Nagel in der Schulter, Metallplatte überm Schlüsselbein

Erinnerungen an vergangene Touren hat Ansgar Hagemann in Fotobüchern festgehalten. | Foto: Marie-Theres Himstedt
Erinnerungen an vergangene Touren hat Ansgar Hagemann in Fotobüchern festgehalten. | Foto: Marie-Theres Himstedt

Dass er so viel Zeit für sein Ehrenamt, unter anderem beim Allgemeinen Deutschen Fahrradclub (ADFC), investieren kann, hat einen ernsten Hintergrund: Vor fünf Jahren verunglückte Hagemann schwer. Seitdem ist er Frührentner. Ein Nagel in der Schulter und eine Metallplatte über dem rechten Schlüsselbein erinnern ihn an diese Ausnahmesituation, als ein Baustellen-Lkw ihm bei einem missglückten Überhohlmanöver den linken Unterarm abschälte. Heute ist die Hand stark verkrümmt, der Arm vernarbt.

Einen großen Schutzengel muss er wohl gehabt haben, dass er auf den Gehweg gestürzt ist und nicht vollends unter das Gefährt geraten ist: „Ich war mit einem Tempo von 32 Km/h unterwegs zur Arbeit und der Lkw wollte mich überholen, aber der Platz reichte nun mal nicht“, stellt er sachlich fest. Die Parteien einigten sich außergerichtlich.

„Mich gibt es nicht ohne Rad“

Verbitterung habe er nicht verspürt, sagt Hagemann rückblickend.
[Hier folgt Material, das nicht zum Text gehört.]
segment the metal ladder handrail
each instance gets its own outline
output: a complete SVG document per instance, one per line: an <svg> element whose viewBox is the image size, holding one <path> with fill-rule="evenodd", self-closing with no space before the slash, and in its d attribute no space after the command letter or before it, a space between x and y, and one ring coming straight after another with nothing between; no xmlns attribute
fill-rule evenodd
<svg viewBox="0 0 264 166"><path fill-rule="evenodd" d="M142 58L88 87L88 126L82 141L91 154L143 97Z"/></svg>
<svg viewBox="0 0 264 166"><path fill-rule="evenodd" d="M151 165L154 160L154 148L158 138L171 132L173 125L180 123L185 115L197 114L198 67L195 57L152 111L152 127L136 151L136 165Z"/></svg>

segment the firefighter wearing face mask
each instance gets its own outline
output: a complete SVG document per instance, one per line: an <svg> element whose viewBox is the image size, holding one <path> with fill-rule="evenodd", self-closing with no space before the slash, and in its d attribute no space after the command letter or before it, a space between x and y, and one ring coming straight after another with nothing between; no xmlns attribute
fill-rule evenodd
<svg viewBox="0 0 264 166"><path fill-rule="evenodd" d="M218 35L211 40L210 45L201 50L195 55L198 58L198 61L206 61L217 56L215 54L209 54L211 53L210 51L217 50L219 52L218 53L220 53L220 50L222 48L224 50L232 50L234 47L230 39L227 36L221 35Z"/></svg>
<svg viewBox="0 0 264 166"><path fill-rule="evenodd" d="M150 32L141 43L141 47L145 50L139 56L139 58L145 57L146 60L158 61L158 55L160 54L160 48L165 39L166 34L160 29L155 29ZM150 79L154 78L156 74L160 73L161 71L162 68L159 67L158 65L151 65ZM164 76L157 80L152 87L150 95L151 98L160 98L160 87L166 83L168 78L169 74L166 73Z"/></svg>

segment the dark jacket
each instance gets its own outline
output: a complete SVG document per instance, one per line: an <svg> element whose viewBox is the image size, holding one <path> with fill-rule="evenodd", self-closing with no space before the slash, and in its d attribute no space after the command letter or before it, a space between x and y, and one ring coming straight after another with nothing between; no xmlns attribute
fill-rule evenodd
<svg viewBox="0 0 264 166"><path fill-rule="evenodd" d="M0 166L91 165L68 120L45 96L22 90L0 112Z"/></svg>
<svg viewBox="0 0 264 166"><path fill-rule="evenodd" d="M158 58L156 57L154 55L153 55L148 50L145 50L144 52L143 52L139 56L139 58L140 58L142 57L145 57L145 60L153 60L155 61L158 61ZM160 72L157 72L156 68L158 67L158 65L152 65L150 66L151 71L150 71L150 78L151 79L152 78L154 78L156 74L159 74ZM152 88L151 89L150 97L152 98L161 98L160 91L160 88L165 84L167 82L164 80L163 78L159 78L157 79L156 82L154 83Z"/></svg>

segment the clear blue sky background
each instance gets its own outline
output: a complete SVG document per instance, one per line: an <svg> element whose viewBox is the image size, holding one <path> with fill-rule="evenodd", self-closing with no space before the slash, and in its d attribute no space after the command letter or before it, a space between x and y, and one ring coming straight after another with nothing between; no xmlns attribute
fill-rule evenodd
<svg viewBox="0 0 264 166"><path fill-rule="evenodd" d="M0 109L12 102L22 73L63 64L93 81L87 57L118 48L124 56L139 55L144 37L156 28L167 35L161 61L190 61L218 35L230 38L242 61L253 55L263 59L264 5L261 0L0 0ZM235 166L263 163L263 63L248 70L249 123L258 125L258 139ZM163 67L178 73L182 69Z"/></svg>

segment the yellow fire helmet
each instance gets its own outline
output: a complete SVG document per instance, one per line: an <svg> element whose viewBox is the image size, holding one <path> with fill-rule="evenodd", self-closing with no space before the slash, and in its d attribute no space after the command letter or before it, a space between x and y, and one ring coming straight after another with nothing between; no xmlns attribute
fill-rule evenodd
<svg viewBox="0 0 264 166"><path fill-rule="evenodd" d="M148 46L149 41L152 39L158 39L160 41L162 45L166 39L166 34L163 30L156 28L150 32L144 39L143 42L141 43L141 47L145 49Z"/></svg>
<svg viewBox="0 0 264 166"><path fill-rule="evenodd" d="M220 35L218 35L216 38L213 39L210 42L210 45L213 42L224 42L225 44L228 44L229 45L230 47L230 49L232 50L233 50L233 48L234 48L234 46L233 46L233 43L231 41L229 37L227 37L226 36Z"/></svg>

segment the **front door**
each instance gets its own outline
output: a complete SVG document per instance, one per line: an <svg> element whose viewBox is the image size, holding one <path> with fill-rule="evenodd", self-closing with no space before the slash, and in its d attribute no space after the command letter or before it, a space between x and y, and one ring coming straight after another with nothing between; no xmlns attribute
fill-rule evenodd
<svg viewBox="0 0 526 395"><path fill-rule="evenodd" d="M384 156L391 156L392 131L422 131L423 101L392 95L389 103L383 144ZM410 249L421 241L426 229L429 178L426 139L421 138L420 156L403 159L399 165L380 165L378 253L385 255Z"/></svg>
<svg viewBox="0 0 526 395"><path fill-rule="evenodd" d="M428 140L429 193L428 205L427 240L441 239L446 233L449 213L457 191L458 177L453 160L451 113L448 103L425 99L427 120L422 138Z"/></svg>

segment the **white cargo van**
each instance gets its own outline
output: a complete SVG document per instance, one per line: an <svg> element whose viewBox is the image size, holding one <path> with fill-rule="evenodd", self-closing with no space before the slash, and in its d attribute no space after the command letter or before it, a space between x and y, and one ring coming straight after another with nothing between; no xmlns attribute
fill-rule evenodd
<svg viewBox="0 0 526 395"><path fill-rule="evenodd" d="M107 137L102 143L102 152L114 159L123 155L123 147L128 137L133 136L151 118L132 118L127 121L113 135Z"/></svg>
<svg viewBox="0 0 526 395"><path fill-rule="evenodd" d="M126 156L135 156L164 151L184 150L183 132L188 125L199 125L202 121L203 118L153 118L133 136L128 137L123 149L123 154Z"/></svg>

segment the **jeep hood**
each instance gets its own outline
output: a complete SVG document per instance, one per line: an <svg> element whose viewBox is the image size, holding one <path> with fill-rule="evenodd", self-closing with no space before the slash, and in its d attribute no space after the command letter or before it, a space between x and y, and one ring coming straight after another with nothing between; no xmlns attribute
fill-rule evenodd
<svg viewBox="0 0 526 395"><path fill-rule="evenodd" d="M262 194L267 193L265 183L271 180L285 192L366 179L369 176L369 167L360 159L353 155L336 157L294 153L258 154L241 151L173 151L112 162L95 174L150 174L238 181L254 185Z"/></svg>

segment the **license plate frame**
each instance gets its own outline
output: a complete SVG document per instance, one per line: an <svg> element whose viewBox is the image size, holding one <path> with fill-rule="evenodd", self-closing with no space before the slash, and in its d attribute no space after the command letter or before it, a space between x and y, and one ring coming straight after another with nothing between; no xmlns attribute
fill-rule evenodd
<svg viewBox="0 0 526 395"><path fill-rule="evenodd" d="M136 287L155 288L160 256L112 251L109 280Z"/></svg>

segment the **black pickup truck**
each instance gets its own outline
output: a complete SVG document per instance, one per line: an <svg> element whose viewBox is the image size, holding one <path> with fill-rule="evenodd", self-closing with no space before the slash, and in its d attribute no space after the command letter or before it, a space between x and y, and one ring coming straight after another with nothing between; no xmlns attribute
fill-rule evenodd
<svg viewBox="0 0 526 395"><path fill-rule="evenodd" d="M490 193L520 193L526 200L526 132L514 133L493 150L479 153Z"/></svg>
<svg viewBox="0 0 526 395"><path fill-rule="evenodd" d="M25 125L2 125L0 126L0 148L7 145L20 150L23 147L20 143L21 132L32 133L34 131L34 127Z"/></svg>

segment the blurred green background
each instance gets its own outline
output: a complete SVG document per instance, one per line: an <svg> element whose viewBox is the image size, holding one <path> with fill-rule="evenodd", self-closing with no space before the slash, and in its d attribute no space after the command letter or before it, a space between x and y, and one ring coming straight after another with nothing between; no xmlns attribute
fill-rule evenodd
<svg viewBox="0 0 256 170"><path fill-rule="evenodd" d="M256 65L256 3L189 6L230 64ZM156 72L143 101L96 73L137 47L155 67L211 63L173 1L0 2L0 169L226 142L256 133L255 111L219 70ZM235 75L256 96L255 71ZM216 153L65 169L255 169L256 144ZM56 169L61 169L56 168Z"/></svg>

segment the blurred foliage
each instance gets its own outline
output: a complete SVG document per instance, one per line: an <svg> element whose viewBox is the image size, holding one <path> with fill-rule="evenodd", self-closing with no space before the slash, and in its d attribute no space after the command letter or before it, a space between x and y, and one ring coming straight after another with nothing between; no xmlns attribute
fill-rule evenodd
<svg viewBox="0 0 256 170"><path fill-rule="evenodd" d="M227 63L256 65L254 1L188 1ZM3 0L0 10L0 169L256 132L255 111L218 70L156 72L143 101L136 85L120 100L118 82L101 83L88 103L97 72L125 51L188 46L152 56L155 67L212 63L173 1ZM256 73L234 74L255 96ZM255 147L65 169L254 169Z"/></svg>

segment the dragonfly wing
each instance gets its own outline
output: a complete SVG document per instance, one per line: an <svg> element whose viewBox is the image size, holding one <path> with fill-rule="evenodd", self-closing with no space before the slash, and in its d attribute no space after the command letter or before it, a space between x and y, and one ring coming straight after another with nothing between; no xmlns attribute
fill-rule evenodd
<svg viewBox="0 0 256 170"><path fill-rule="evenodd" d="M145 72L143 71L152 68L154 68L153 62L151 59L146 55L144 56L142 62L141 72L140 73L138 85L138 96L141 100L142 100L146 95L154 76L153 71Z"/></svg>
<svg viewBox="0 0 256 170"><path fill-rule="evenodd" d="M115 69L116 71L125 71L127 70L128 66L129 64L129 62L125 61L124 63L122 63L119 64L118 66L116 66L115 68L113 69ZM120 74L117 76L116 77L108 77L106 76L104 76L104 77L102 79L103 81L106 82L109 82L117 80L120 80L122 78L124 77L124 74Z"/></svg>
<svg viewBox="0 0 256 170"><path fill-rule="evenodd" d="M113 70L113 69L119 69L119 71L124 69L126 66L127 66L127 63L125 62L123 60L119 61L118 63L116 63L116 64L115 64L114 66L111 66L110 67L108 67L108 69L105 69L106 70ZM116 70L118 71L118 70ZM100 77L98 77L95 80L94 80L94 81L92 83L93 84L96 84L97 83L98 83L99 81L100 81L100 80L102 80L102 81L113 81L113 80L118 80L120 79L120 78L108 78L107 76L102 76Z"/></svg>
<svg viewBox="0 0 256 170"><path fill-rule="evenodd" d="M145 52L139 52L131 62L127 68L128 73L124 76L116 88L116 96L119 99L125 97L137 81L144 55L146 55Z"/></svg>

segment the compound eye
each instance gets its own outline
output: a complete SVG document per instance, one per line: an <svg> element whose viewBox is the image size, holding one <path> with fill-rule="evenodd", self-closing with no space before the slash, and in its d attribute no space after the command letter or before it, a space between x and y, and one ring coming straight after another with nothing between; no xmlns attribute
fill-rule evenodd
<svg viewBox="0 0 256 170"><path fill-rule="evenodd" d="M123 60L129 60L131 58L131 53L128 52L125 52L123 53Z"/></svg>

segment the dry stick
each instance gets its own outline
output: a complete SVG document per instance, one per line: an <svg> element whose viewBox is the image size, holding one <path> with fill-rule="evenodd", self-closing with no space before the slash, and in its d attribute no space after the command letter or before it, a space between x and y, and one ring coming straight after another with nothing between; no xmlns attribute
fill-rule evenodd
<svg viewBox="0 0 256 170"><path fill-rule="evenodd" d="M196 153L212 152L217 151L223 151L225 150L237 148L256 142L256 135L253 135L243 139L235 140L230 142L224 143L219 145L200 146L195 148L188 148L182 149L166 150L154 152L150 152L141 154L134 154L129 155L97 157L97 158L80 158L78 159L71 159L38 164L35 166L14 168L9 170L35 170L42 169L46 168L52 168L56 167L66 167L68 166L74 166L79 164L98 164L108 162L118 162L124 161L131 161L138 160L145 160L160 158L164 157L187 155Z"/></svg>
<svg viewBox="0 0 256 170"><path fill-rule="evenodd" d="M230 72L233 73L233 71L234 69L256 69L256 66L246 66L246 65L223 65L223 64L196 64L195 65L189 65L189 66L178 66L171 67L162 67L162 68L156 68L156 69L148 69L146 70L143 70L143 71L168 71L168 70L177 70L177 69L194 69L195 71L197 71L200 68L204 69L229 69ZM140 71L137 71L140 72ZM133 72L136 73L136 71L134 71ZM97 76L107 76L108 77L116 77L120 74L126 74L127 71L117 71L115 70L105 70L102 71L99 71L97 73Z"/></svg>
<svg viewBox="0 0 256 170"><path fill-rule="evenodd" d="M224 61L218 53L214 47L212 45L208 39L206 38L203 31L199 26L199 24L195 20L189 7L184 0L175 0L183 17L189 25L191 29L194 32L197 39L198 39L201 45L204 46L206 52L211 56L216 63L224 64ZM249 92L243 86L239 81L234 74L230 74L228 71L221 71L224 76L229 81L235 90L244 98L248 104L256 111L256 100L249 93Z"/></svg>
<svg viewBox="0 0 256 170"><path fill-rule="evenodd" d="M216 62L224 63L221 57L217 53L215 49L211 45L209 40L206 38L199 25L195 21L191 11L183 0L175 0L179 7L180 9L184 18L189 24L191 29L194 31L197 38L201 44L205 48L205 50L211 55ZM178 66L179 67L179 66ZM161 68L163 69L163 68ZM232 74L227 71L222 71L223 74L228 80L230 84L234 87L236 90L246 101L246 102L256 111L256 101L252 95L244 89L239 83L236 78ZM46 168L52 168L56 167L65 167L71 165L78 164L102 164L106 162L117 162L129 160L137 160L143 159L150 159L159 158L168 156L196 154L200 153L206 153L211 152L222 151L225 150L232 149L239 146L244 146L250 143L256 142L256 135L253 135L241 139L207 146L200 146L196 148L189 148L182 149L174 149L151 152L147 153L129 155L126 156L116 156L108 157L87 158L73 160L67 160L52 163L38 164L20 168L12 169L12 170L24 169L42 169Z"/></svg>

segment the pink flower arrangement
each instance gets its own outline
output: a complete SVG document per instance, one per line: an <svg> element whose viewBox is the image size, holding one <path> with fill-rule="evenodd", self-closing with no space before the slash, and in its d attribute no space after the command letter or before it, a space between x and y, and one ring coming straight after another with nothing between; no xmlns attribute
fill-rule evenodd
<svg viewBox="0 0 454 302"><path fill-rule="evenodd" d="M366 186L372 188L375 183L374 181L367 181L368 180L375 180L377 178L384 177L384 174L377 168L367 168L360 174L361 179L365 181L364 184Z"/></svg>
Die vielen Erinnerungen an vergangene Pilgertouren hätten ihm während des langwierigen Heilungsprozesses Halt gegeben und verhindert, dass er in ein tiefes Loch fällt: „Schon in der Reha habe ich wieder angefangen zu planen“, sagt er mit einem Lächeln.

Dank einer speziell angefertigten Lenkung an seinem roten Profirad kann er auch weiterhin wieder lange Strecken fahren: „Mich gibt es nicht ohne Rad“, sagt er mit einem Schmunzeln. Außer vielleicht beim Start der Telgter Wallfahrt, da geht er nachts die erste Strecke durch Osnabrück zu Fuß, um dann per Auto zum Startpunkt zurückzufahren und von dort mit seinen Fahrradpilgern gen Westfalen aufzubrechen.

Als Jesus auf die Bühne

Weitere Informationen erteilt Ansgar Hagemann unter info(at)pilgernperrad.de

Langes Ausruhen ist Hagemanns Sache nicht, die Prämisse gilt auch für den Katholikentag in Stuttgart: Kaum kommt die Gruppe am Mittwoch an, reist der Pilgerleiter auch schon wieder zurück, allerdings mit dem Zug, denn sein Terminplan ist eng. Rechtzeitig zum Wochenende muss er wieder in Bramsche sein, dann starten die Proben für das coronabedingt verschobene Passionsspiel in seiner Heimat mit 70 Mitwirkenden im Bramscher Kloster Malgarten: „Der letzte Jesus hat geheiratet und ist weggezogen“, sagt er mit einem Lachen. Und so sei er gefragt worden, ob er nicht die Hauptrolle übernehmen wolle.

Erfahrung bringt er genug mit, denn Hagemann ist bereits seit den 90er Jahren Mitglied des Vereins „Passionsspielgemeinschaft im Osnabrücker Land“, die regelmäßig seit den 70er Jahren die Geschichte aufführt. Denn Jesus, den will er nicht verpassen.